At the 4-week neurosurgery follow-up visit, the patient complained of pain (VAS score 4/10), and the thoracic radiograph showed no signs of progressive subluxation or vertebral collapse. At 6 weeks, as an outpatient via his primary care physician, the patient received a course of antibiotics for aspiration pneumonia. Subsequently, 7 weeks from his initial injury, the patient returned to the emergency department with an inability to ambulate for the previous 4 days with a complaint of “sweating at night” with low-grade fevers. His lower extremity was assessed at 0 to 1/5 proximal and 2/5 distal strength with decreased reflexes and decreased light touch sensation. Thoracic MRI without contrast (Fig. 1D) displayed significant inflammatory changes, enhancement consistent with epidural abscess, associated spinal cord compression, as well as progressive vertebral changes. The patient was taken to the operating room for a posterior T2–4 laminectomy.
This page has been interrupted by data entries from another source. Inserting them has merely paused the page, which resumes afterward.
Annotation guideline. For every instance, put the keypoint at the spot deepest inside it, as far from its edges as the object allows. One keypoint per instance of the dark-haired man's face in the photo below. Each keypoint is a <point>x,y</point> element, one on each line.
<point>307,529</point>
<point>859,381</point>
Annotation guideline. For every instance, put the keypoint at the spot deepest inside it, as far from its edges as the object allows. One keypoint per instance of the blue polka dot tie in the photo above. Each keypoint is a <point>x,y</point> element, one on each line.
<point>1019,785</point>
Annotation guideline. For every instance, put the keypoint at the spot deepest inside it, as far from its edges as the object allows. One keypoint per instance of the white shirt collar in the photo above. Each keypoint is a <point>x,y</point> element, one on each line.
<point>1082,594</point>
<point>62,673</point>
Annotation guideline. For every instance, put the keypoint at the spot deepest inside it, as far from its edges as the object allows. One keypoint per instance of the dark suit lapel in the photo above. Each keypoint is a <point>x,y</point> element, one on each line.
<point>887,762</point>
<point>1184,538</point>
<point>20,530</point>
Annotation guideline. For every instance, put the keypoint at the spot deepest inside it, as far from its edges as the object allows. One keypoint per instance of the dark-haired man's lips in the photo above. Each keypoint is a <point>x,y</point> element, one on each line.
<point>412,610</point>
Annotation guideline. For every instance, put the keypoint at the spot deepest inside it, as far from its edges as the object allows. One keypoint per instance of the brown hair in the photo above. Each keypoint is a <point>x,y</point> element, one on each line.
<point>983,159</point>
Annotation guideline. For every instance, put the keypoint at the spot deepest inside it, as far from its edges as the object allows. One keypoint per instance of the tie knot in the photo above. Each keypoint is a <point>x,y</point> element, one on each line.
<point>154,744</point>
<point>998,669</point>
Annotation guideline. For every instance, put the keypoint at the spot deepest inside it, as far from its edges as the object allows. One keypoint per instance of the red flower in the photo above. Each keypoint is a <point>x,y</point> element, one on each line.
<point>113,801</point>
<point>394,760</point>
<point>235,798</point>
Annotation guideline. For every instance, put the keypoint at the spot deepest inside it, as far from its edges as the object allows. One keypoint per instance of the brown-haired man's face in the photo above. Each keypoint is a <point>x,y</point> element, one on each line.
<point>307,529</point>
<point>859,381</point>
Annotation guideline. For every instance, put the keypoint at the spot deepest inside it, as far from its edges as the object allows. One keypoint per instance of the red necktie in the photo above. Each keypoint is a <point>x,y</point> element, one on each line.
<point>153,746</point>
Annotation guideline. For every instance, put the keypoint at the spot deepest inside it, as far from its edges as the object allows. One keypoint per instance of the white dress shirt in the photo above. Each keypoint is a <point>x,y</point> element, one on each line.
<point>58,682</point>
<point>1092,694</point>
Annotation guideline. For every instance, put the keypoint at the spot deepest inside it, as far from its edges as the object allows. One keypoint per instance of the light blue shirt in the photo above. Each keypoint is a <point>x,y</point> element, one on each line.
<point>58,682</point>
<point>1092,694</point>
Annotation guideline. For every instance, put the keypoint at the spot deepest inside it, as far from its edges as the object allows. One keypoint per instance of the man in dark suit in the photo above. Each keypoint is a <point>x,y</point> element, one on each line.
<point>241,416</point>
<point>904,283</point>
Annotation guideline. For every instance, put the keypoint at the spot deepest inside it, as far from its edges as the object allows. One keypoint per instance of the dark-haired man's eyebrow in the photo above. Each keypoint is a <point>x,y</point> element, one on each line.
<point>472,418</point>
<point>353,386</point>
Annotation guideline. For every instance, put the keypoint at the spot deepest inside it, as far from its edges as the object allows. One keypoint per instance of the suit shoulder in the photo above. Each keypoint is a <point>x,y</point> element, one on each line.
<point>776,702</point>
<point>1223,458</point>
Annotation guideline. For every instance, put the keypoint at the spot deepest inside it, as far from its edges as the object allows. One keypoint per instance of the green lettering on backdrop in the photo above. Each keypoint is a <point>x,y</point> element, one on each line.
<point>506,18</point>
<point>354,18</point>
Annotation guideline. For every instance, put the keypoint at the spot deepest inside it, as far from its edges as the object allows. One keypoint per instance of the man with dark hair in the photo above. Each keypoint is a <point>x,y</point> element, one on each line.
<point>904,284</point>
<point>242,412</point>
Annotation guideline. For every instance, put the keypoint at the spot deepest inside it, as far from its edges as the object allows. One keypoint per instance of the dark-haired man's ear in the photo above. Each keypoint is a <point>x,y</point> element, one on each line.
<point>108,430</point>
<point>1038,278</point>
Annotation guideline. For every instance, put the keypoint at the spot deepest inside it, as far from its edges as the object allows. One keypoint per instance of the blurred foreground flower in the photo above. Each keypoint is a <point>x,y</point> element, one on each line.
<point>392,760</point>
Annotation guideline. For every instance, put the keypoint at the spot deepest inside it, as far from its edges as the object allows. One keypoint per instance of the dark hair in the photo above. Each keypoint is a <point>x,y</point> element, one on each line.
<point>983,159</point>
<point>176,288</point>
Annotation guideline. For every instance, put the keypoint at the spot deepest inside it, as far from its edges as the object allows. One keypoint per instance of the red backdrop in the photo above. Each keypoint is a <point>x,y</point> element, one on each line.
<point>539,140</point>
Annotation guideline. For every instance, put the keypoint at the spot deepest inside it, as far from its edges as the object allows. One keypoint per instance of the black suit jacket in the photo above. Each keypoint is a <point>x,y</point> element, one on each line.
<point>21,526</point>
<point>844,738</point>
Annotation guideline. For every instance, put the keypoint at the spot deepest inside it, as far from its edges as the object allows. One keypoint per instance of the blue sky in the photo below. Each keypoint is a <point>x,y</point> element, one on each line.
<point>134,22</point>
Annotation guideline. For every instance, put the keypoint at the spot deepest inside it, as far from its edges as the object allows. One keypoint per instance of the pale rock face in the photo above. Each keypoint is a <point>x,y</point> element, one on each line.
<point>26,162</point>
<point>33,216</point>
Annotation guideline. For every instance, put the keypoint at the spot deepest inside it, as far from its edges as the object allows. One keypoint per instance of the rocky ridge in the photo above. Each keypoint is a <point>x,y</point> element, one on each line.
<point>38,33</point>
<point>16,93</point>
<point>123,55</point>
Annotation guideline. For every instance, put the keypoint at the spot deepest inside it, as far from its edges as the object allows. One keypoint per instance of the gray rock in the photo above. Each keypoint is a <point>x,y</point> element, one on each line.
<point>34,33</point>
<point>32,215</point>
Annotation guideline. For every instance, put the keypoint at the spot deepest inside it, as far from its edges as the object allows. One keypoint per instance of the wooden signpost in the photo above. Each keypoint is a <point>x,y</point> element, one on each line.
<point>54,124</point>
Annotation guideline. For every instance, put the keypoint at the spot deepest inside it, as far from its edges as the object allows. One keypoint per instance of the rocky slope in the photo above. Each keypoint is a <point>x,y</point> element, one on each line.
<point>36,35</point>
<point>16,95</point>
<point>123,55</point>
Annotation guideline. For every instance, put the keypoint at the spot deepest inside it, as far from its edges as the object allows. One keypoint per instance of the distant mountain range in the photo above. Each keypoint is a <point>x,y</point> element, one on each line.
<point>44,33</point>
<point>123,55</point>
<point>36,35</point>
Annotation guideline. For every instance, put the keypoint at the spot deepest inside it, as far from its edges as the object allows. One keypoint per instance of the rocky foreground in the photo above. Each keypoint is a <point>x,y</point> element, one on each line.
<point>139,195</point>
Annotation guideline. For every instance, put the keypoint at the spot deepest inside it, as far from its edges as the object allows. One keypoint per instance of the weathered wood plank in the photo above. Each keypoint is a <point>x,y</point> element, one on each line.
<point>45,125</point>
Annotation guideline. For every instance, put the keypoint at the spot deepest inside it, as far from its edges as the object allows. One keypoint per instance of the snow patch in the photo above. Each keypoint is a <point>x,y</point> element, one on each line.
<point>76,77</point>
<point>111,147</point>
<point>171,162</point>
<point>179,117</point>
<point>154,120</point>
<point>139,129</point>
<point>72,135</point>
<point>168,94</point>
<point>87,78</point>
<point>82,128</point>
At the time of the operation, cultures were taken and found to be negative. Postoperatively, the patient initially seemed to have preserved movement in his legs. Two days postoperatively, the patient was noted to have neurological deterioration with no movement in his legs and with new-onset upper-extremity weakness.
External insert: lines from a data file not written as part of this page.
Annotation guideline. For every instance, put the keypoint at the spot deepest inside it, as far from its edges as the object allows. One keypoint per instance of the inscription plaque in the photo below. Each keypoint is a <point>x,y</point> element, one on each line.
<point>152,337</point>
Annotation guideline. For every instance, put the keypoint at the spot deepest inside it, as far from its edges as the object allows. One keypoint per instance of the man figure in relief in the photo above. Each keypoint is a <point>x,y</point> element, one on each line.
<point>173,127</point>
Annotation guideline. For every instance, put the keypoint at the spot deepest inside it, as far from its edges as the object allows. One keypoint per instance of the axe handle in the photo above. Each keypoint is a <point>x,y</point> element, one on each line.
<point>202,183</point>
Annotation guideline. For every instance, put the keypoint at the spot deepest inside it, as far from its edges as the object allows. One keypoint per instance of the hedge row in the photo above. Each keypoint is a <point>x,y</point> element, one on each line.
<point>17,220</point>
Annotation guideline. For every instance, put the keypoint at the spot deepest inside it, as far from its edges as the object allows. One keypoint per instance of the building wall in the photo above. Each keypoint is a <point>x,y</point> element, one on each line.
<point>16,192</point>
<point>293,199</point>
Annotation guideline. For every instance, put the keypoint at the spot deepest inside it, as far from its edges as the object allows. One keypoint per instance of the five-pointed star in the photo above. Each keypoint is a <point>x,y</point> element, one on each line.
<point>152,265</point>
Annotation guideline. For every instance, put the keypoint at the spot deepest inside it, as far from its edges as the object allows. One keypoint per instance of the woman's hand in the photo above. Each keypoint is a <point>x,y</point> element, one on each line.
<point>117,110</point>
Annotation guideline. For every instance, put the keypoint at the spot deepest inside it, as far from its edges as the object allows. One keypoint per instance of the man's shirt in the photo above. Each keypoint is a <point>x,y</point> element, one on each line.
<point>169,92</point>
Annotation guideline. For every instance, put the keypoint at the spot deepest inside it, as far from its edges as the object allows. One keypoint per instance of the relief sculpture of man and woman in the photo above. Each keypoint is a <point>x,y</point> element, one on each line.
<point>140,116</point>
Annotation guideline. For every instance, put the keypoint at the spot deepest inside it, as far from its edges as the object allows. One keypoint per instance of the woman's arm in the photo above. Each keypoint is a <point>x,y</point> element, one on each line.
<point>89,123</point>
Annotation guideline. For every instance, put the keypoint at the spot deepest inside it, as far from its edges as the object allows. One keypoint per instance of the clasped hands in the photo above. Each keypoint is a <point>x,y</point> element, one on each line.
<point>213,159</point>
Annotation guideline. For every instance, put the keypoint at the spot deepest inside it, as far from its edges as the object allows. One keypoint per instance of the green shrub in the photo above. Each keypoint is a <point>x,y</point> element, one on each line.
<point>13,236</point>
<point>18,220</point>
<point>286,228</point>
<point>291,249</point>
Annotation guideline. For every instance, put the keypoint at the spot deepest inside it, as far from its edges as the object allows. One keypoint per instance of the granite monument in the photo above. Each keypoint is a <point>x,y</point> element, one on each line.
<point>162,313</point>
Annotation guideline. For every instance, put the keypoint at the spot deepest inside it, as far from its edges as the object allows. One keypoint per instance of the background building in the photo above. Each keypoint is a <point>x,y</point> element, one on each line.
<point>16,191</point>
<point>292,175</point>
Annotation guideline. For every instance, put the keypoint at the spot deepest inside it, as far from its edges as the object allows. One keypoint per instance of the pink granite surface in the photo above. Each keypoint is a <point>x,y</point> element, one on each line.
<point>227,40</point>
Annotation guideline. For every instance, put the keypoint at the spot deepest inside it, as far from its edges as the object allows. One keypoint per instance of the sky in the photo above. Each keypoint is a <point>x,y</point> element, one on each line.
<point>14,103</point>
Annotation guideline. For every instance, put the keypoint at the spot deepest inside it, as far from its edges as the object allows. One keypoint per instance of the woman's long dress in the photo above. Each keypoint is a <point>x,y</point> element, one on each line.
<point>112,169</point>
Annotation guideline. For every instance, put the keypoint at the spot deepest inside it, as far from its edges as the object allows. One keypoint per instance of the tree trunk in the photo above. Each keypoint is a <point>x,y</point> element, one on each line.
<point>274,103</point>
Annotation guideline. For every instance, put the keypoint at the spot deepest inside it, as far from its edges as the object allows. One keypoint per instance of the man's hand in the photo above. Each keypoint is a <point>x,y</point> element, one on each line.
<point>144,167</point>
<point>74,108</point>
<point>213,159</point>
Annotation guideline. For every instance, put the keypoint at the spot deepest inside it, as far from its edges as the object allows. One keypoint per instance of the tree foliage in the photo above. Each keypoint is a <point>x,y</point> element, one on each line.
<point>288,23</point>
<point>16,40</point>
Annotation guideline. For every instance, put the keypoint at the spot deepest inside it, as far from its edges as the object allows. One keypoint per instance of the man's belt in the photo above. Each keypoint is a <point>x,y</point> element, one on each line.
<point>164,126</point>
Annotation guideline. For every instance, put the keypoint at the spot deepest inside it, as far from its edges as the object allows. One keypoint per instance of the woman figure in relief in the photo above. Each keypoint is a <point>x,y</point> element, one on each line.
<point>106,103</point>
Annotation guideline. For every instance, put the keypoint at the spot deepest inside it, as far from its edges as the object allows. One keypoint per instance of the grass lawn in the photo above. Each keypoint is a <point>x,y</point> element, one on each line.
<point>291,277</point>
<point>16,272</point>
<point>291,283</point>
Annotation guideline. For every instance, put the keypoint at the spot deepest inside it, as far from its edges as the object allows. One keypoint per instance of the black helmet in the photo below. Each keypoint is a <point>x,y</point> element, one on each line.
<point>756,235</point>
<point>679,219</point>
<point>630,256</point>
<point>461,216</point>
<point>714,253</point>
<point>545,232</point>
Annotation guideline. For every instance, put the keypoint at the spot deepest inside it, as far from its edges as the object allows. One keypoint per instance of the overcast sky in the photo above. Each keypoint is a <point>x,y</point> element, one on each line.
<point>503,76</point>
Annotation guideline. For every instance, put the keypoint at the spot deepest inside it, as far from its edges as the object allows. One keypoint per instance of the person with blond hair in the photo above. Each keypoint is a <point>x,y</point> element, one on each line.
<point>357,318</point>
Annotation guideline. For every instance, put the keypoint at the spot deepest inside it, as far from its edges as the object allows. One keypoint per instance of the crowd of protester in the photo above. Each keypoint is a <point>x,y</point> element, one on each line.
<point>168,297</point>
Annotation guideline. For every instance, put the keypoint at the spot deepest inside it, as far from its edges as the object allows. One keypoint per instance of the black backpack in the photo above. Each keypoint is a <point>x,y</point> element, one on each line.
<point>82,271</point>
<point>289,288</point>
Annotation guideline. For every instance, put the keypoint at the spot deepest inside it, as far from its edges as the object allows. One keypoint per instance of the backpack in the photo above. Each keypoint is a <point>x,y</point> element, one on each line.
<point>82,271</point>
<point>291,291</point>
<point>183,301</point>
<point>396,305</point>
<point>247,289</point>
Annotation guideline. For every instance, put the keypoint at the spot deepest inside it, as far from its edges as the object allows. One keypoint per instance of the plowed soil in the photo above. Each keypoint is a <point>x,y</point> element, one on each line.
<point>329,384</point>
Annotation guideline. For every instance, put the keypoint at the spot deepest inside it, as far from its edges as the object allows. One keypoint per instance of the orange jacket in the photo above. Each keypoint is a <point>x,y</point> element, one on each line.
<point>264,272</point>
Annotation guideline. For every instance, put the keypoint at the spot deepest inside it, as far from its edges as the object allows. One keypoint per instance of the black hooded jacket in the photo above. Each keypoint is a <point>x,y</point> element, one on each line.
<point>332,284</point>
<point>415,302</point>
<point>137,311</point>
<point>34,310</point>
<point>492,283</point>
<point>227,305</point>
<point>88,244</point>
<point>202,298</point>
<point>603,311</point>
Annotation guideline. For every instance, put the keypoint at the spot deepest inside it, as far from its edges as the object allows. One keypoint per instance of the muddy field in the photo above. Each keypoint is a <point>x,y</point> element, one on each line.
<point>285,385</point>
The patient underwent further imaging. MRI (Fig. 1E and F) suggested extensive cervical inflammatory involvement with extension of the thoracic epidural abscess into the cervical spine region and a concern for an esophageal fistula. The patient underwent a single-stage posterior cervicothoracic decompressive laminectomy with posterolateral vertebral thoracic corpectomy (T3) with vertebral reconstruction with an expandable interbody cage (T2–4) and posterior cervicothoracic lateral fusion and instrumentation (C3–T6). Intraoperative cultures grew Lactobacillus. Eight days later, the combined services of plastic and thoracic surgery performed a bronchoscopy, esophagoscopy (Supplemental Fig. 1), and right-sided thoracotomy with direct closure of the esophageal fistula with AlloDerm and myocutaneous vascularized latissimus dorsi flap. The myocutaneous flap was raised and inserted around the esophagus. Initially postoperatively, the patient improved with upper extremity movement; however, no lower extremity improvement was noted. Later the patient had a tracheostomy. The postoperative course was complicated by pulmonary embolus, DVT, multiorgan failure, and continued respiratory insufficiency, and the patient died 47 days later. Postoperative radiography (Fig. 2) demonstrated good implant position, and subsequent radiographs approximately 1 month later continued to demonstrate no evidence of implant failure with maintained implant positioning.

FIG. 2
FIG. 2

Radiological imaging performed after a single-stage posterior cervicothoracic (C3–T6) decompression with vertebral reconstruction with an expandable interbody cage (T2–4) and posterior cervicothoracic fusion and instrumentation (C3–T6), displaying good screw and cage placement.

Patient Informed Consent

The necessary patient informed consent was obtained in this study.

Discussion

Observations

An upper thoracic fracture with its proximity to the esophagus makes that organ vulnerable to injury and subsequent disseminated infectious sequalae. Early diagnosis and treatment of esophageal fistula formation, which is generally not on the radar of most treating clinicians, can significantly impact a patient’s clinical course and outcome.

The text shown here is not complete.